A good daughter is a well-spring of help and gladness in any home. Fondly do parents love and lean upon her; sweet is the sound of her voice in conversation and in song; delightful is her warm embrace, most gratifying her thoughtful love. How great a comfort and joy she is to their hearts, she little knows. If they have reason to be proud of their boys, they feel thankful for their girls.

This is true of good daughters: of those who repay the care and money expended on their education, who seek in a thou

F

sand ways to minister to the comfort of home, and contribute, to the utmost of their power, to the family weal. It is not true of those who are satisfied if they can just get through their allotted tasks, whose thought centres in themselves rather than in others, and who care nothing for father's purse or mother's work if only they can have fine clothes and take their pleasure. There is a wide difference between these two kinds of daughters. The one is a gain, the other is a drain; the one is a comfort, the other a care; the one a help, the other a hindrance. The influence which the one exerts is most beneficial and blessed, the influence of the other is baneful and disquieting.

Daughters have it in their power to repay their parents for the care bestowed upon them in early life. When grown up, they can relieve their mother of many household cares, and greatly lessen the burden of her life; they can perform many kind and serviceable offices for their father, which, by cheering his heart, will strengthen his hands. And in the closing scenes of life, who can minister to parents like a daughter? Who can so smooth the pillow of declining age, or close so well their eyes in death? A daughter's influence is of the sweetest and the best.

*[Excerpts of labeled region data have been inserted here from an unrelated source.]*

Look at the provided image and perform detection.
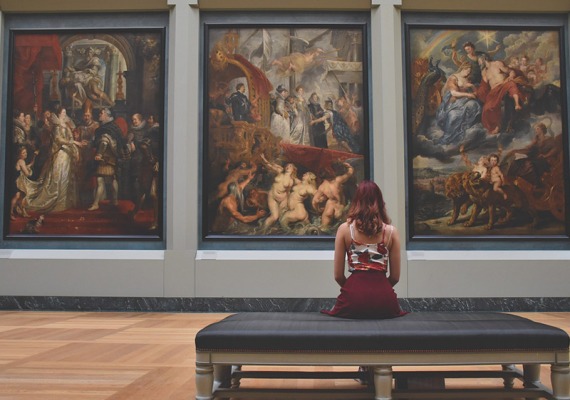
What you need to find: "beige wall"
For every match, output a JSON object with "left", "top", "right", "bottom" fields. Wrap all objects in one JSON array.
[{"left": 0, "top": 0, "right": 570, "bottom": 297}]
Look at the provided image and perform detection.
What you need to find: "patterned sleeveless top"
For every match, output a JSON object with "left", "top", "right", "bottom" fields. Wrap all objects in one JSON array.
[{"left": 346, "top": 223, "right": 394, "bottom": 272}]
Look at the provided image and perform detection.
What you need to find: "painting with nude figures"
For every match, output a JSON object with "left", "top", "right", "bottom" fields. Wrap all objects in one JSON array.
[
  {"left": 404, "top": 14, "right": 569, "bottom": 240},
  {"left": 202, "top": 12, "right": 369, "bottom": 240}
]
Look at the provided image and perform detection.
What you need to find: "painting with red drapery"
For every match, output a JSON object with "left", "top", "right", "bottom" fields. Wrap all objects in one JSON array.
[
  {"left": 3, "top": 13, "right": 168, "bottom": 247},
  {"left": 202, "top": 14, "right": 370, "bottom": 245},
  {"left": 13, "top": 34, "right": 62, "bottom": 111},
  {"left": 404, "top": 13, "right": 570, "bottom": 244}
]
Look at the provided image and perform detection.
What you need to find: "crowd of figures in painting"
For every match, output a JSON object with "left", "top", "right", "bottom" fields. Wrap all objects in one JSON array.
[
  {"left": 5, "top": 33, "right": 164, "bottom": 235},
  {"left": 204, "top": 28, "right": 368, "bottom": 236},
  {"left": 407, "top": 28, "right": 567, "bottom": 236}
]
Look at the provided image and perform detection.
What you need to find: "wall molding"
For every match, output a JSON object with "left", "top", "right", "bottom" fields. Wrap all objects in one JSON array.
[{"left": 0, "top": 296, "right": 570, "bottom": 313}]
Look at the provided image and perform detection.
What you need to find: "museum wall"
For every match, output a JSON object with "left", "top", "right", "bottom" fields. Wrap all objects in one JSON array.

The influence of a sister may be powerful and beneficial.

Girls, it is to be feared, do not often realize the extent to which they can promote the happiness and affect the characters of their brothers. Brought up together in the same home, it is natural to suppose they will consciously and unconsciously influence each other. There have been brothers who have found in their sisters the chosen companions of their early life,

and who have been kept by them from forming other less desirable friendships. There have been youths who have felt they should not only be more refined, but also more steady, if they had known the influence of a sweet and loving sister. Such influence is of incalculable worth. But affection does not come by relationship alone. The fact that a girl is sister to a boy, will not of itself constrain the love without which there can be no salutary influence. She must be lovely in herself, in her character and life, if she is to be loved; she must be companionable, if she is to be a confidant and friend; she must be ready to render any service in her power, and be solicitous for her brothers' comfort and happiness, if she is to be prized by them. Not that she is to be their servant, subject to their every call and whim; but there are many things which sisters may do for their brothers, which will win their gratitude and constrain their love. As a rule, it is a sister's own fault if she has no influence over her brothers; she may be such an one as they will be proud of, and will cherish in lasting affection.

The influence of woman as a wife, if wisely exerted, is almost boundless.

The influence gained before marriage is not always retained after. It ought to be perpetuated, and even increased; but in some instances it is lessened, and in others, wholly lost. Influence is founded on esteem and love, and if closer intimacy discloses fewer grounds for these instead of more, it is inevitable that the influence will lessen. If the means which, before marriage, were employed to win admiration and regard, are neglected afterwards, it cannot be a matter of surprise that these should wane.